Ebola : face à la souche Bundibugyo, une riposte privée de vaccin
Contre l'épidémie d'Ebola déclarée le 15 mai, la RDC ne dispose ni du vaccin Ervebo ni d'un traitement homologué. La stratégie repose sur le dépistage, le traçage et les soins de soutien, en attendant les résultats d'un essai clinique lancé le 2 juillet.

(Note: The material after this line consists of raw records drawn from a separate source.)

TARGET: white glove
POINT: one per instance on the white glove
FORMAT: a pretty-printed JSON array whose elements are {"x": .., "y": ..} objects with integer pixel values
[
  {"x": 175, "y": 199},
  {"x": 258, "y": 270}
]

Ebola : face à la souche Bundibugyo, une riposte privée de vaccin
AFP
Lors des grandes épidémies de 2018 et 2019 dans le Nord-Kivu, les équipes congolaises vaccinaient autour de chaque cas confirmé. Cet outil, l’Ervebo, avait contribué à briser les chaînes de transmission. Sept ans plus tard, dans l’est du pays, il ne sert à rien. La flambée déclarée le 15 mai est provoquée par la souche Bundibugyo du virus, contre laquelle l’Ervebo n’offre aucune protection : ce vaccin ne cible que la souche Zaïre. Aucun autre produit préventif ni curatif n’est homologué contre Bundibugyo.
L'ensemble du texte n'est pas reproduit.